25
votes

I know not to use them, but there are techniques to swap two variables without using a third, such as

x ^= y;
y ^= x;
x ^= y;

and

x = x + y
y = x - y
x = x - y 

In class the prof mentioned that these were popular 20 years ago when memory was very limited and are still used in high-performance applications today. Is this true? My understanding as to why it's pointless to use such techniques is that:

  1. It can never be the bottleneck using the third variable.
  2. The optimizer does this anyway.

So is there ever a good time to not swap with a third variable? Is it ever faster?

Compared to each other, is the method that uses XOR vs the method that uses +/- faster? Most architectures have a unit for addition/subtraction and XOR so wouldn't that mean they are all the same speed? Or just because a CPU has a unit for the operation doesn't mean they're all the same speed?

6
In assembly level there are register-register and register-memory swap instuctions, such as xchg in x86 and x86-64, and swp in ARM.nrz
@nrz: Yes, but the x86 xch reg-memory has a significant additional execution cost due to the implicit multi-processor synchronization built into the instruction.Ira Baxter

6 Answers

21
votes

These techniques are still important to know for the programmers who write the firmware of your average washing machine or so. Lots of that kind of hardware still runs on Z80 CPUs or similar, often with no more than 4K of memory or so. Outside of that scene, knowing these kinds of algorithmic "trickery" has, as you say, as good as no real practical use.

(I do want to remark though that nonetheless, the programmers who remember and know this kind of stuff often turn out to be better programmers even for "regular" applications than their "peers" who won't bother. Precisely because the latter often take that attitude of "memory is big enough anyway" too far.)

14
votes

There's no point to it at all. It is an attempt to demonstrate cleverness. Considering that it doesn't work in many cases (floating point, pointers, structs), is unreadabe, and uses three dependent operations which will be much slower than just exchanging the values, it's absolutely pointless and demonstrates a failure to actually be clever.

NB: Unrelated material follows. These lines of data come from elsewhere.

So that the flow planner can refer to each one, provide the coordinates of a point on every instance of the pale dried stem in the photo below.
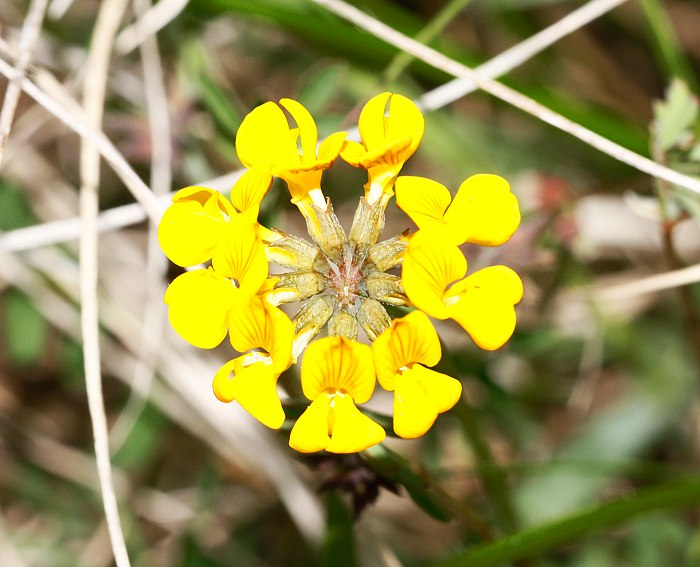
(506, 94)
(126, 215)
(149, 23)
(650, 284)
(156, 263)
(518, 54)
(108, 20)
(97, 139)
(30, 33)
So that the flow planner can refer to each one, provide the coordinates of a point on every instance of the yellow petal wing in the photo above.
(411, 339)
(485, 308)
(443, 390)
(192, 225)
(308, 133)
(240, 254)
(371, 122)
(254, 386)
(264, 137)
(199, 307)
(484, 211)
(310, 432)
(430, 265)
(424, 200)
(421, 394)
(254, 323)
(338, 363)
(352, 431)
(249, 191)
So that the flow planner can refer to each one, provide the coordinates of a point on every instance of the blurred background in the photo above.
(594, 399)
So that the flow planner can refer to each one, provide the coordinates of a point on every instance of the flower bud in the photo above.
(297, 286)
(366, 226)
(296, 254)
(386, 288)
(327, 232)
(389, 253)
(343, 324)
(373, 318)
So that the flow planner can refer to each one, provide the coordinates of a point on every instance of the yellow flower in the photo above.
(484, 211)
(336, 373)
(251, 379)
(391, 128)
(266, 137)
(420, 394)
(483, 303)
(343, 280)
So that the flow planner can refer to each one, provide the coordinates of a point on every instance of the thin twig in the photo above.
(156, 263)
(108, 20)
(30, 33)
(506, 94)
(110, 153)
(148, 24)
(119, 217)
(518, 54)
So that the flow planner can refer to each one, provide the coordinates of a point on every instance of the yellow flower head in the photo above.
(391, 128)
(342, 281)
(336, 373)
(266, 137)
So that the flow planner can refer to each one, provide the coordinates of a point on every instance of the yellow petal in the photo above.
(405, 121)
(352, 431)
(421, 394)
(353, 153)
(192, 225)
(484, 211)
(338, 363)
(371, 121)
(443, 390)
(257, 324)
(223, 381)
(414, 412)
(199, 306)
(240, 254)
(264, 137)
(429, 266)
(250, 380)
(250, 189)
(308, 133)
(424, 200)
(254, 386)
(310, 432)
(411, 339)
(485, 308)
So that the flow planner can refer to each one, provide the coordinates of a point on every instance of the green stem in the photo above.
(532, 542)
(426, 35)
(668, 48)
(492, 475)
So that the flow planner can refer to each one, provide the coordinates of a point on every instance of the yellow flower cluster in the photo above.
(343, 281)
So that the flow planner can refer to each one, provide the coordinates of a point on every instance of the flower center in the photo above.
(345, 280)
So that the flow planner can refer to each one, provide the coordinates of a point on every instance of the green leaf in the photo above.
(339, 543)
(528, 543)
(25, 328)
(662, 391)
(674, 116)
(395, 467)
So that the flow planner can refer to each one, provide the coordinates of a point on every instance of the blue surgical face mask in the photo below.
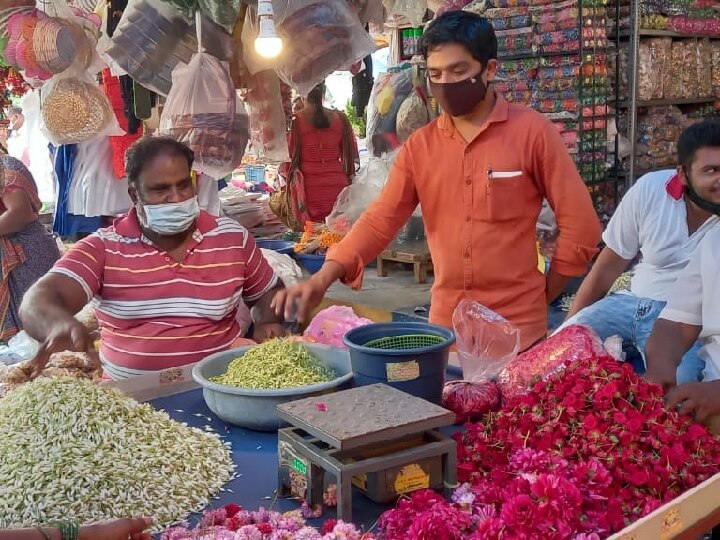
(168, 219)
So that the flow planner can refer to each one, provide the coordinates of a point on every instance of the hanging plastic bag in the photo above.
(414, 112)
(75, 110)
(319, 36)
(571, 344)
(267, 119)
(201, 112)
(357, 197)
(389, 92)
(486, 343)
(152, 38)
(331, 324)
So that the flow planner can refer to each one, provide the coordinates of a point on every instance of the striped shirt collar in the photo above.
(129, 225)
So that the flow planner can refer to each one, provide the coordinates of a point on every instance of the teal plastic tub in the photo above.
(409, 356)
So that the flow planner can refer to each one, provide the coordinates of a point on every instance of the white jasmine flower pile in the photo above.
(72, 449)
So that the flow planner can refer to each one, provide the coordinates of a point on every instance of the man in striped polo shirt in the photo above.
(167, 277)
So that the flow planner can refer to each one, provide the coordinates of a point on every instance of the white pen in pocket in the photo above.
(500, 175)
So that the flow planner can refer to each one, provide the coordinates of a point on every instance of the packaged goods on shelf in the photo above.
(715, 61)
(652, 53)
(658, 131)
(703, 60)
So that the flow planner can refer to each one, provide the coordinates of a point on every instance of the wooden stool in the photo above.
(416, 253)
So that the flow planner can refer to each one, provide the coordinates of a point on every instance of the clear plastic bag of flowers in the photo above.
(571, 344)
(486, 343)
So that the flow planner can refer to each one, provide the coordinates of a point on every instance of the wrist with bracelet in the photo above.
(69, 529)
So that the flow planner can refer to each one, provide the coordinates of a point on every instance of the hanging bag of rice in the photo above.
(200, 111)
(413, 113)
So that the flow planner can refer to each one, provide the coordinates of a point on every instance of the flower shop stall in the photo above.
(560, 442)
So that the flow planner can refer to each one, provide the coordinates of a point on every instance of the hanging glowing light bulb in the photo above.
(268, 44)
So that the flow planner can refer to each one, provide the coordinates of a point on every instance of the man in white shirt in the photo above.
(692, 313)
(662, 219)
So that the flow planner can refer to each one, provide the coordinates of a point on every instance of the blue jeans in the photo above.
(632, 318)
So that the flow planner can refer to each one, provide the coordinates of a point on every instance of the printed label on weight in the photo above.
(411, 478)
(405, 371)
(672, 523)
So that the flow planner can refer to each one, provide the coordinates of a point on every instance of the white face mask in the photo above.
(168, 219)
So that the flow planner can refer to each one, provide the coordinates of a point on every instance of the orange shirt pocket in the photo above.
(509, 195)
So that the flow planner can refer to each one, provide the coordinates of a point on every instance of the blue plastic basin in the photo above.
(418, 368)
(312, 263)
(281, 246)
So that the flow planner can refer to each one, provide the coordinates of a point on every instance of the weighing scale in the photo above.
(381, 440)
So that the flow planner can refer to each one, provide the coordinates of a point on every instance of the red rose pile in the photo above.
(584, 453)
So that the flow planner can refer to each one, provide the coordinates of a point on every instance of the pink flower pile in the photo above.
(580, 456)
(232, 522)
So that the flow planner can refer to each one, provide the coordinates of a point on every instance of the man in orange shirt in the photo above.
(480, 172)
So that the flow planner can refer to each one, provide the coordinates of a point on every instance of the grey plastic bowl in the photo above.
(257, 409)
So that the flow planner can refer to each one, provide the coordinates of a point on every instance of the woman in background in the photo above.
(323, 144)
(27, 249)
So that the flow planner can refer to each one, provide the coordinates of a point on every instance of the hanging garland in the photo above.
(12, 85)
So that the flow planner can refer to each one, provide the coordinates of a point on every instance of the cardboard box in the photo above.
(687, 517)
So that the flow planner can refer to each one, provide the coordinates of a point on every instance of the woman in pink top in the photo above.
(328, 153)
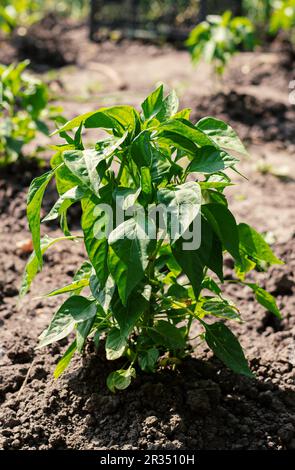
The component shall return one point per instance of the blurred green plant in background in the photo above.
(218, 38)
(17, 13)
(24, 111)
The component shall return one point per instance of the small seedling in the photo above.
(24, 110)
(148, 279)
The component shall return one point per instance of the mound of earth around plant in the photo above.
(200, 406)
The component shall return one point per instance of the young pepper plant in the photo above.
(145, 288)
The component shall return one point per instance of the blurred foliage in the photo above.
(24, 110)
(283, 15)
(15, 13)
(218, 38)
(271, 16)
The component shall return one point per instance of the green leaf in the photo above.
(32, 266)
(88, 166)
(222, 135)
(120, 379)
(220, 308)
(116, 118)
(72, 287)
(168, 108)
(146, 185)
(225, 227)
(147, 360)
(193, 262)
(128, 316)
(64, 202)
(103, 294)
(226, 347)
(152, 104)
(183, 205)
(209, 283)
(116, 344)
(65, 360)
(130, 245)
(177, 130)
(95, 223)
(75, 309)
(82, 332)
(265, 299)
(210, 160)
(253, 244)
(34, 202)
(166, 334)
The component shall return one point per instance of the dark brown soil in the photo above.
(256, 119)
(202, 405)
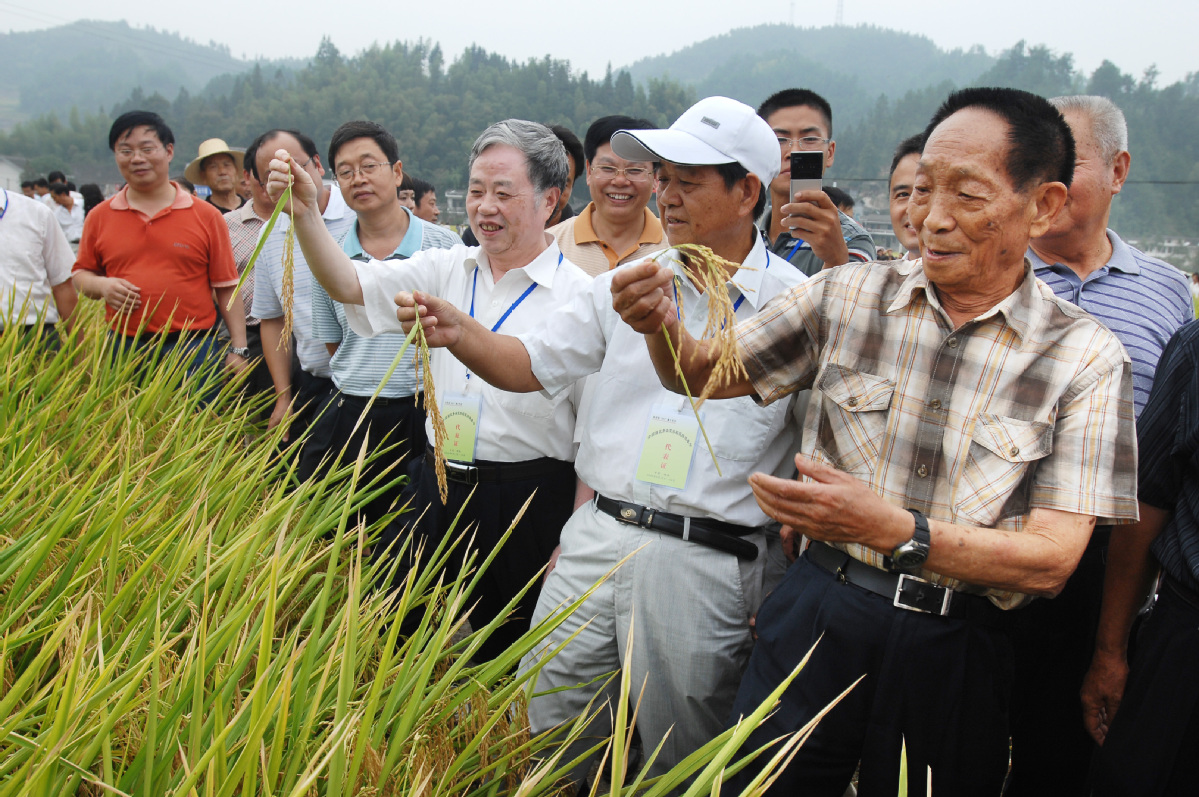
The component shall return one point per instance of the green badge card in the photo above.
(461, 412)
(668, 448)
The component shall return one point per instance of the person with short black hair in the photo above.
(949, 471)
(155, 255)
(807, 230)
(899, 186)
(616, 225)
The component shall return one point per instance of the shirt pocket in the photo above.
(996, 481)
(853, 417)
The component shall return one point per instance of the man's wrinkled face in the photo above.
(220, 173)
(620, 188)
(971, 222)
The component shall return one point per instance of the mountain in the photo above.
(91, 65)
(851, 66)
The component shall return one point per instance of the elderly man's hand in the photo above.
(643, 296)
(1102, 692)
(441, 320)
(835, 507)
(814, 218)
(305, 193)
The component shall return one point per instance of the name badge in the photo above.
(461, 412)
(668, 448)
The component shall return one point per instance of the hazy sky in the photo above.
(1133, 35)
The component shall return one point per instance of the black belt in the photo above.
(714, 533)
(904, 591)
(483, 471)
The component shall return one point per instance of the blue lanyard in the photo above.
(474, 287)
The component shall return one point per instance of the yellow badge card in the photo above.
(668, 448)
(461, 412)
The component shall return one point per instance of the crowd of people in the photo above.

You are right, if it was faster, then optimising compilers would detect the pattern when two numbers are exchanged, and replace it. It's easy enough to do. But compilers do actually notice when you exchange two variables and may produce no code at all, but start using the different variables after that. For example if you exchange x and y, then write a += x; b += y; the compiler may just change this to a += y; b += x; . The xor or add/subtract pattern on the other hand will not be recognised because it is so rare and won't get improved.

10
votes

Yes, there is, especially in assembly code.

Processors have only a limited number of registers. When the registers are pretty full, this trick can avoid spilling a register to another memory location (posssibly in an unfetched cacheline).

I've actually used the 3 way xor to swap a register with memory location in the critical path of high-performance hand-coded lock routines for x86 where the register pressure was high, and there was no (lock safe!) place to put the temp. (on the X86, it is useful to know the the XCHG instruction to memory has a high cost associated with it, because it includes its own lock, whose effect I did not want. Given that the x86 has LOCK prefix opcode, this was really unnecessary, but historical mistakes are just that).

Morale: every solution, no matter how ugly looking when standing in isolation, likely has some uses. Its good to know them; you can always not use them if inappropriate. And where they are useful, they can be very effective.

7
votes

Such a construct can be useful on many members of the PIC series of microcontrollers which require that almost all operations go through a single accumulator ("working register") [note that while this can sometimes be a hindrance, the fact that it's only necessary for each instruction to encode one register address and a destination bit, rather than two register addresses, makes it possible for the PIC to have a much larger working set than other microcontrollers].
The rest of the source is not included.